The oldest house now standing in the town of Fishkill is the Teller House at Matteawan, built in 1709 by Roger Brett. He married Catherine, the daughter of Francis Rombout, the patentee. Madam Brett was very active in the early development of the town. The homestead is now occupied by her descendants—the Crary family.
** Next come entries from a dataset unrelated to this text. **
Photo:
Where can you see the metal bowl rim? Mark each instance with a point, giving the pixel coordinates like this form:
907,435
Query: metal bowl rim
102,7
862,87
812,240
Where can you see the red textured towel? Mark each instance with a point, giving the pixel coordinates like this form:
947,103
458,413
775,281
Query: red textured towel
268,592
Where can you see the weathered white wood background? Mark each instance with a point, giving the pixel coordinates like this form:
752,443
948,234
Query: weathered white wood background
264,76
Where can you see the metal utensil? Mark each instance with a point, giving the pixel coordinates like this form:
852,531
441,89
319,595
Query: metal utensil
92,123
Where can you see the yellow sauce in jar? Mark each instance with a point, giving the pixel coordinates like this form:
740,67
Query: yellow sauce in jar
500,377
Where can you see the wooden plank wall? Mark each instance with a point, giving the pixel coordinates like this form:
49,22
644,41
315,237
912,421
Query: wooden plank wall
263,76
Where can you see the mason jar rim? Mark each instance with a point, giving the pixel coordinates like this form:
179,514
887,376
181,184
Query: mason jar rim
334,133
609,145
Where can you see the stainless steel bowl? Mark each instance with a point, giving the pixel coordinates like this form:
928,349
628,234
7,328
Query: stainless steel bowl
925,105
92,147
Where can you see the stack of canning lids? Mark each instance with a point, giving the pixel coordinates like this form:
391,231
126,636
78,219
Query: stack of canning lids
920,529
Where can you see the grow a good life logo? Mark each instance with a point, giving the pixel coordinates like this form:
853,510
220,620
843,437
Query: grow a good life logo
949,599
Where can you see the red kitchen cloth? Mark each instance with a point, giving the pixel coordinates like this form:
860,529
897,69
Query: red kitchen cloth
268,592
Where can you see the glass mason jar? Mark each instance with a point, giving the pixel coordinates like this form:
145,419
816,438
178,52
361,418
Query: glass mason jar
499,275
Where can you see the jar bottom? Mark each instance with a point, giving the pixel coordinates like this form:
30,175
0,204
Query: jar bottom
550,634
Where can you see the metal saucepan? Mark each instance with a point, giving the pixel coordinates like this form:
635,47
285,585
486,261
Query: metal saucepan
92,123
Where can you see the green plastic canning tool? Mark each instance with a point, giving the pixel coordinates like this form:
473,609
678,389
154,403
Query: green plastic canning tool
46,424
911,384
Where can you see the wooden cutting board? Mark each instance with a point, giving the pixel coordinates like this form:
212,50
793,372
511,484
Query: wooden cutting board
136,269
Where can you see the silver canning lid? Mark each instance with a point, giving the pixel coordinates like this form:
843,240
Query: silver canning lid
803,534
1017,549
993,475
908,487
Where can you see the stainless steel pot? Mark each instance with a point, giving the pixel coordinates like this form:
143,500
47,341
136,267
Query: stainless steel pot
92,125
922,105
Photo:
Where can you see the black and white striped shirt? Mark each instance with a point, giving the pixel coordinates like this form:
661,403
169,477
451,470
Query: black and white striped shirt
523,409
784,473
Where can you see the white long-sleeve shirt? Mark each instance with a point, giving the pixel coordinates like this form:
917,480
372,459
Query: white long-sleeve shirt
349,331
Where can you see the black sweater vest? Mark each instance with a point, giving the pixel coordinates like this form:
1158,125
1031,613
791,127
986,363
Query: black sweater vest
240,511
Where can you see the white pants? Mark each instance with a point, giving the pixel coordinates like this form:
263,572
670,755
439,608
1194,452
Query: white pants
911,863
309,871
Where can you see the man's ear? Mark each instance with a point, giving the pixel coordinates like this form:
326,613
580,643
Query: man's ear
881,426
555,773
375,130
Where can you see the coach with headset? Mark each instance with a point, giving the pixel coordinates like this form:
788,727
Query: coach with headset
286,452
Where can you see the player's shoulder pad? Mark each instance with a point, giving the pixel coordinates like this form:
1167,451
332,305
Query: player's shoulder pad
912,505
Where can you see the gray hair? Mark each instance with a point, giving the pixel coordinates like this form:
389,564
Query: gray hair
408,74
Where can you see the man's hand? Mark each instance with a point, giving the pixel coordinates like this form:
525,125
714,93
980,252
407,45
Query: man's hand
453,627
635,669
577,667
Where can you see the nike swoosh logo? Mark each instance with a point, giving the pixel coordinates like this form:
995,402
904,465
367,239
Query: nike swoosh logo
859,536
"Undercliff," at Cold Spring, has been the gathering place of many notable people. It was built by John Hamilton, son of Alexander Hamilton, but before it was finished Mr. Hamilton abandoned the idea of a summer home at Cold Spring, and the property was sold to the poet, Gen. George P. Morris. It was here that Rodman Drake wrote the first part of his fanciful poem,  "Culprit Fay." General Morris made his summer home at "Undercliff" from 1830 until his death in 1864, and a few years later the place was sold to General Butterfield, and is now owned by his widow, who resides upon the adjoining estate, "Cragside."

"Beverly House," which stood near Garrison until its destruction by fire a few years ago, became famous during the Revolution as the headquarters of the Continental forces for the defense of the Highlands. It was from this house that Benedict Arnold deserted to the British, an account of which will be found in Chapter VI. The house was for a time the home of Dr. Dwight, then a chaplain in the Continental army, and afterwards president of Yale College.

Of the time when the house was built there is no certain knowledge, but Beverly Robinson was living there in 1768. On Erskine's map it will be noticed that the only houses in this  neighborhood are those of Robinson and John Mandeville. A few tenants were scattered on farms. At the time of the confiscation of the estate of Col. Robinson, the greater part was sod to William Denning, who died in 1819. The Bevlerly farm was struck off at auction by his executors at the Tontine Coffee House, New York, January 22, 1822, to Thomas Arden for the sum of $20,000. It passed to his nephew Richard D. Arden in 1826, and from him to his son, Col. Thomas B. Arden. March 28, 1870, this historic estate was purchased by Hon. Hamilton Fish. The highway which runs through the property was formerly a private road and bore the name of Beverly Lane. It became a public road in 1866.